The Antigen-Binding Domain

In the iCCAR, the antigen binding domain is a scFv derived from a mAb engineered with specificity for a signature epitope within the sequence of mutant protein expressed in malignant cells of a given phenotype. Initially the plan called for sequencing to be carried out on malignant tissue from each individual as the method of identifying the scFv ligand, thus requiring the engineering of a novel mAb for every application.

However, with regard to oncogenes, the research suggests it isn’t the function of the protein product that is necessarily altered in an oncogenic mutation, but rather a change in transcription regulation, a substantial decrease in the ubiquitination-proteasome turnover rate, or its active state changing from induced to constitutive that is the actual driver of oncogenesis (8) (9). From this is seems plausible that the mutations should involve only a few sequence substitutions given that the protein itself is left functionally intact. Whether these “hotspots” arise from Single Nucleotide Polymorphisms or consistently aligned translocations, it appears that there may be epitopes that are common across cancer types. This may leave only one major question; whether or not a sufficient level of specificity is achievable to ensure off-target toxicity is not a probable outcome. The fact that it has been reported that amino acids with charged side chains can influence specificity by 1,000 fold may hold the answer, but at the very least may help focus the search (10).

Further, although malignancies may involve a large number of mutated genes, it is becoming clear that there are a relative few that are critical for survival and of those some have an active role while others passive. That is, certain mutated genes encode products that drive oncogenesis and thus are required for survival and growth while others that are not. This phenomenon referred to as “Oncogene Addiction” reveals that though there may be many mutant genes in a malignant cell’s genome, the targeting of the product of just one can lead to its death.

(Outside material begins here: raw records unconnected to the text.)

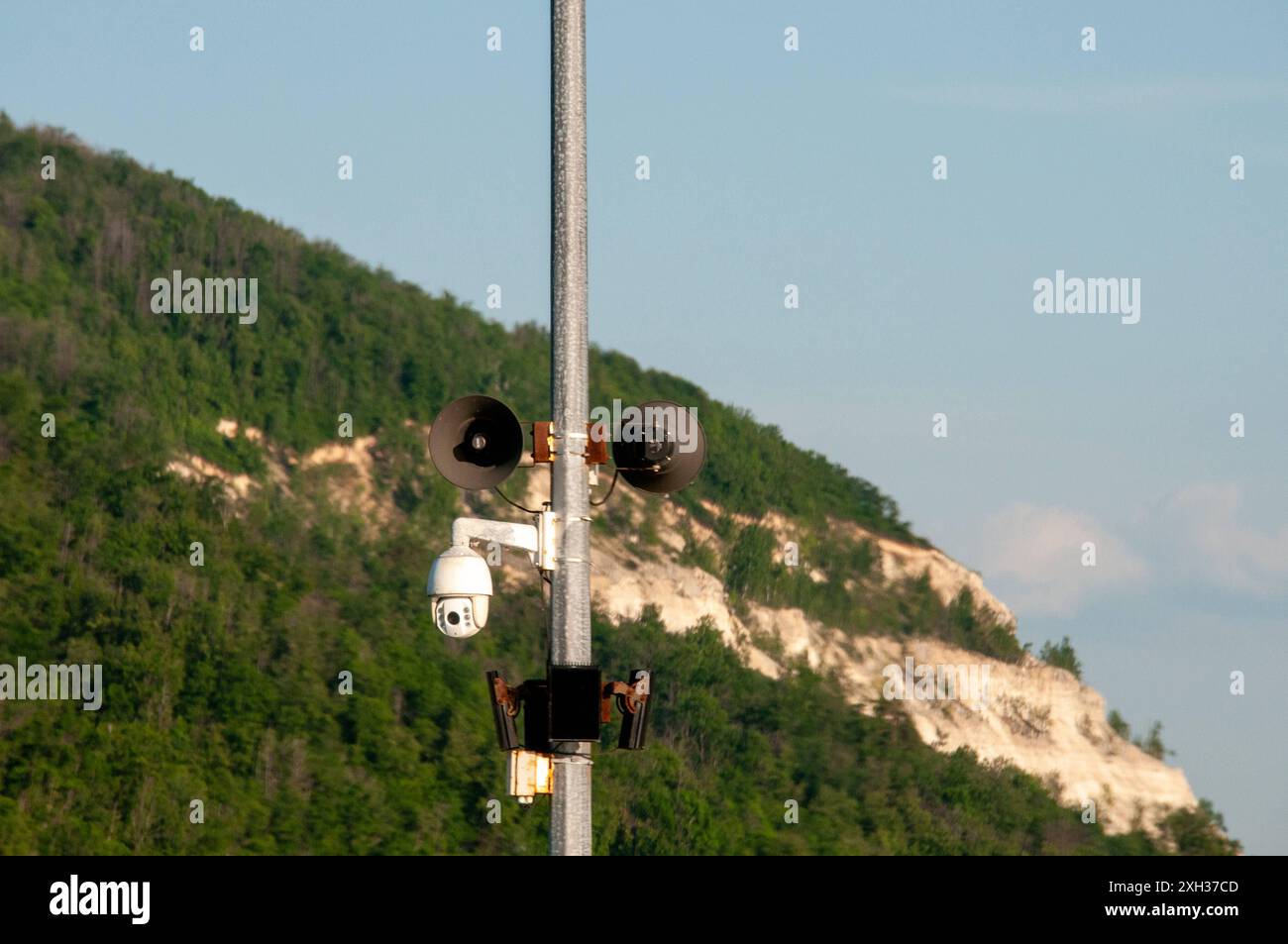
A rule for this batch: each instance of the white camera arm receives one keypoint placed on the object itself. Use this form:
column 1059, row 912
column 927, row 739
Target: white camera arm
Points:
column 539, row 540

There have been many cases in humans and animals where this has been successfully demonstrated (8).

Given this, it may be possible for single mAb to be engineered with high affinity for an epitope contained in an oncogene product whose sequence is conserved. The protein kinases commonly investigated in targeted cancer therapies, though, may not be suitable candidates because neither tyrosine nor threonine nor serine has charged side chains; however there appears to be other candidates.

There actually may actually be many others with c-Myc looking like a good place to start. It is considered to be a primary proto oncogene with one study implicating the oncogene in approximately 70,000 cancer deaths per year in the U.S. (This figure may actually turn out to be a very low estimate given that the data was from 1995 and the number of data sets available for analysis has increased exponentially since then). (11)

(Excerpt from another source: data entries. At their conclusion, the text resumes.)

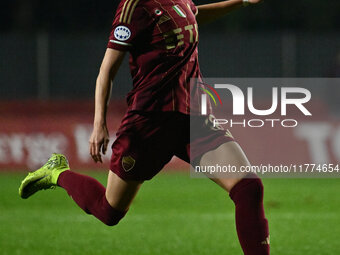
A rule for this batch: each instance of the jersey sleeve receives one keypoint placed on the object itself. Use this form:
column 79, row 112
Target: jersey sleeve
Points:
column 130, row 21
column 193, row 7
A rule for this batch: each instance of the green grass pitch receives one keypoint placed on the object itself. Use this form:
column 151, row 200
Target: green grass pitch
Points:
column 172, row 214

In Myc mutations, translocations are common and occur to the immunoglobulin genes on chromosomes 2, 14, and 22 resulting in lymphoid malignancies. Somatic hypermutation occurring after the translocation commonly cause SNPs at Thr58, Ser 62, and, significant here, Pro57. These specific mutations have been shown to result in Burkitt’s lymphoma. Elevated expression of the c-Myc oncogene has also been reported in Lung Carcinoma and in one-third of breast and colon carcinomas though the targetability of the source has not, as yet, been evaluated with respect to an iCCAR. (9)

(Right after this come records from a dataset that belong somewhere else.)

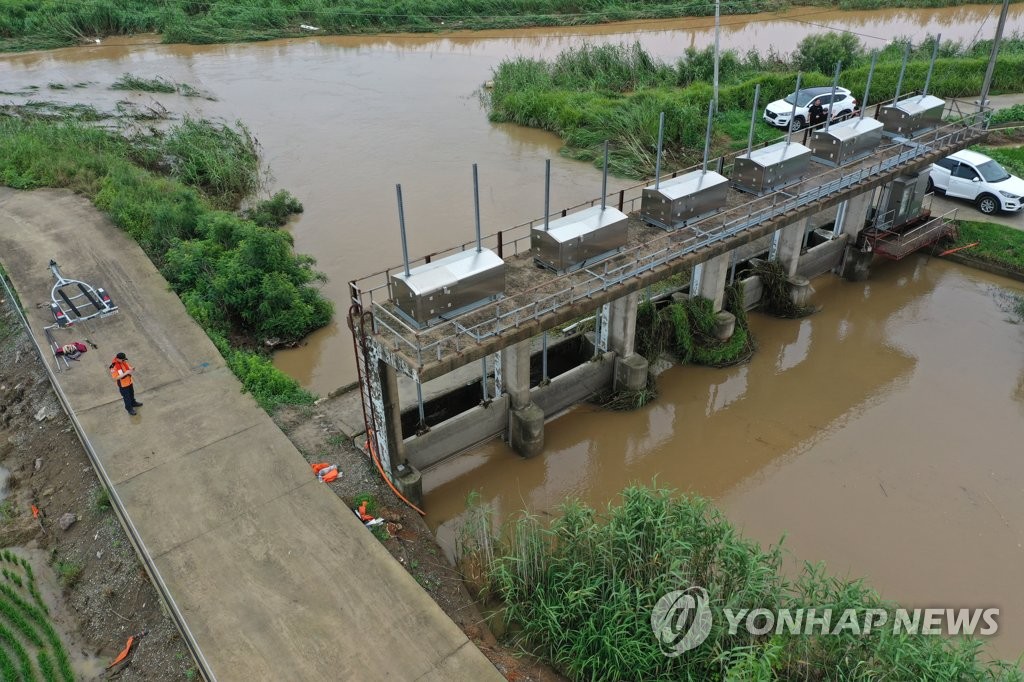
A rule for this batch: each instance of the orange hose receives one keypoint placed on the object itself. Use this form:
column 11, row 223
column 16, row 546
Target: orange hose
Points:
column 373, row 455
column 124, row 652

If a mAb can be engineered to target an epitope from just this one conserved sequence, widespread applicability may be the result. Works cited here as well as other not mentioned support this notion with one notable example demonstrating that an engineered mAb with specificity for a Nucleophosmin mutation was effective in the diagnosis of Acute Myeloid Leukemia (12).

 

The Effector – Caspase

Caspase-8 was originally chosen for the effector region because of its ability to directly activate Caspase-3 thus simplifying, it was thought, the regulatory matrix that might inhibit or otherwise negatively affect the signal downstream. Also, it is well studied and starting higher in the pathway seemed preferable as it was thought necessary to produce sufficient signal via the resultant cascade to induce apoptosis. However, after examining the signal path it became apparent that more factors are in play.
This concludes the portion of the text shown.